野球はほとんど知らないのでうかつなことは言えないが、実はこう見えて、結構ノムさんのファンである。「クえないオヤジ」は大好きだから、この頃の、ほとんどリップサービスの域に達している発言の数々など、楽しくてしょうがない。
ヤクルトの監督をしていた時から知っていたが、それこそこちらは親父とキャッチボールをしていたようなガキだったから、どこまで分かっていたのか怪しいところだ。戦後初の三冠王になったとか、選手兼監督として「代打オレ」をしていたことは、かなり後になってから知った。セットポジションの開発だとか、「先発中継ぎ抑え」の分業をはじめたのが彼だというのは、もっと後になってから知った。
早い話「頭使って野球をやれ」という教えは、門外漢にも興味深い。いつかのドキュメンタリーで、「(プロとして)生きていくのは大変なことなんだ」と奮起を促したり、「9人のうちどうしてキャッチャーだけが逆をむいてプレーしているのか考えてみろ」といった発言は印象に残っている。
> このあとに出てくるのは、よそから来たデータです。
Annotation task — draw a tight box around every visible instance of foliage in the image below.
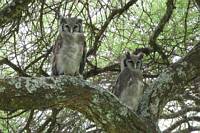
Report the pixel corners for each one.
[0,0,200,132]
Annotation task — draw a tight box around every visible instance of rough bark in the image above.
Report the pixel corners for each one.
[0,43,200,132]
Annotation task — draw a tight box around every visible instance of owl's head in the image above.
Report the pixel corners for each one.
[121,52,144,71]
[60,17,83,33]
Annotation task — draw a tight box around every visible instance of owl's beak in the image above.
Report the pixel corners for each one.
[70,27,73,33]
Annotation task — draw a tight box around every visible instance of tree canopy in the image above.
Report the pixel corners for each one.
[0,0,200,133]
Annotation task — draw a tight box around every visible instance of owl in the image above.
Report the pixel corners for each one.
[52,17,86,76]
[114,52,143,111]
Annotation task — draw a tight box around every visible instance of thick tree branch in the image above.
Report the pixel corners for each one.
[0,76,155,133]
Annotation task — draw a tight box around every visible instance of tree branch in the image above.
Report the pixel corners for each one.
[140,42,200,120]
[0,76,155,133]
[87,0,137,57]
[0,0,34,27]
[148,0,175,65]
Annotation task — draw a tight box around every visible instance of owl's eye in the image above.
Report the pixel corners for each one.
[73,25,78,31]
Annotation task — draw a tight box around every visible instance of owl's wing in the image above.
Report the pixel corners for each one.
[52,36,62,76]
[79,41,87,75]
[114,68,131,97]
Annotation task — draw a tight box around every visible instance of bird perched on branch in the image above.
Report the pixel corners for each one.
[114,52,144,111]
[52,17,86,76]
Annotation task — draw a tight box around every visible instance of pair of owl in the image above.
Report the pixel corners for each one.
[52,17,143,111]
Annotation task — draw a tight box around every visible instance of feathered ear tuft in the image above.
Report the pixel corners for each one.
[77,18,83,24]
[137,52,144,60]
[126,51,131,59]
[59,16,65,23]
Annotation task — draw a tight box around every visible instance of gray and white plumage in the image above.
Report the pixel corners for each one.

さて本書。基本的には「言われてみればそりゃそうだよな」ということが、一球一球の配球を含め詳しく書いてあり、ものの考え方として面白い。こちらも若者の端くれなので、私の若き故の未熟さゆえか、「年寄りの説教」みたいでちょっとだけ反発を覚える部分と、私の頭の悪さゆえか、話が煩雑であっちこっちにいっている印象あり。